Question: {question}

Helpful Answer:"""
custom_rag_prompt = PromptTemplate.from_template(template)

rag_chain = (
    {"context": retriever, "question": RunnablePassthrough()}
    | custom_rag_prompt
    | llm
    | StrOutputParser()
)

query = "What is the melting point of citric acid?"
rag_chain.invoke(query)

The input document has been split into 5 chunks


' The melting point of citric acid is approximately 153 °C (307 °F).'

## Conversational Retrieval

In this section, we prototype a conversational retrieval system. It combines the chat history with the retrieved documents to answer the question.

In [38]:
from langchain_core.messages import HumanMessage, AIMessage
from langchain_core.prompts import ChatPromptTemplate, MessagesPlaceholder

#
# Load the input document
#
loader = TextLoader("../../tensor-house-data/search/food-additives/food-additives.txt")
documents = loader.load()

#
# Splitting
#
text_splitter = CharacterTextSplitter(chunk_size=3000, chunk_overlap=0)
texts = text_splitter.split_documents(documents)
print(f'The input document has been split into {len(texts)} chunks\n')

#
# Indexing and storing
#
embeddings = VertexAIEmbeddings(model_name="textembedding-gecko")
vectorstore = Chroma.from_documents(texts, embeddings)
retriever = vectorstore.as_retriever(search_type="similarity", search_kwargs={"k": 1})

#
# Initialize new chat
#

contextualize_q_system_prompt = """Given a chat history and the latest user question \
which might reference context in the chat history, formulate a standalone question \
which can be understood without the chat history.
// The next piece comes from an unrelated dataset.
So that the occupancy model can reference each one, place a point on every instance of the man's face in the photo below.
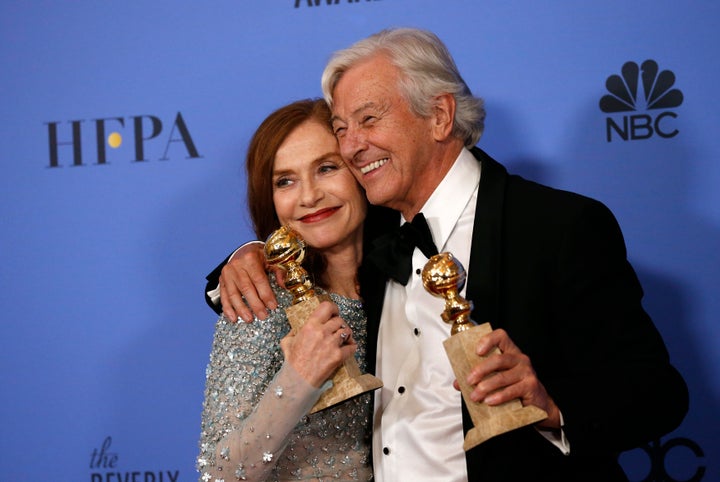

Do NOT answer the question, \
just reformulate it if needed and otherwise return it as is."""
contextualize_q_prompt = ChatPromptTemplate.from_messages(
    [
        ("system", contextualize_q_system_prompt),
        MessagesPlaceholder(variable_name="chat_history"),
        ("human", "{question}"),
    ]
)
contextualize_q_chain = contextualize_q_prompt | llm | StrOutputParser()

qa_system_prompt = """You are an assistant for question-answering tasks. \
Use the following pieces of retrieved context to answer the question. \
If you don't know the answer, just say that you don't know. \
Use three sentences maximum and keep the answer concise.\

{context}"""
qa_prompt = ChatPromptTemplate.from_messages(
    [
        ("system", qa_system_prompt),
        MessagesPlaceholder(variable_name="chat_history"),
        ("human", "{question}"),
    ]
)

def contextualized_question(input: dict):
    if input.get("chat_history"):
        return contextualize_q_chain
    else:
        return input["question"]


rag_chain = (
    RunnablePassthrough.assign(
        context=contextualized_question | retriever
    )
    | qa_prompt
    | llm
)

chat_history = []

question1 = "How much times aspartam is sweeter than table sugar?"
ai_msg1 = rag_chain.invoke({"question": question, "chat_history": chat_history})
chat_history.extend([HumanMessage(content=question1), AIMessage(content=ai_msg1)])

question2 = "What is its caloric value?"
ai_msg2 = rag_chain.invoke({"question": question2, "chat_history": chat_history})
chat_history.extend([HumanMessage(content=question2), AIMessage(content=ai_msg2)])

for m in chat_history:
    print(f'{m.type}: {m.content}')

The input document has been split into 5 chunks
human: How much times aspartam is sweeter than table sugar?
ai:  Aspartame is approximately 150 to 200 times sweeter than sucrose (table sugar), making it an intense sweetener.
human: What is its caloric value?
ai:  AI: Aspartame is virtually calorie-free, as the human body does not metabolize it into energy like sugars or carbohydrates.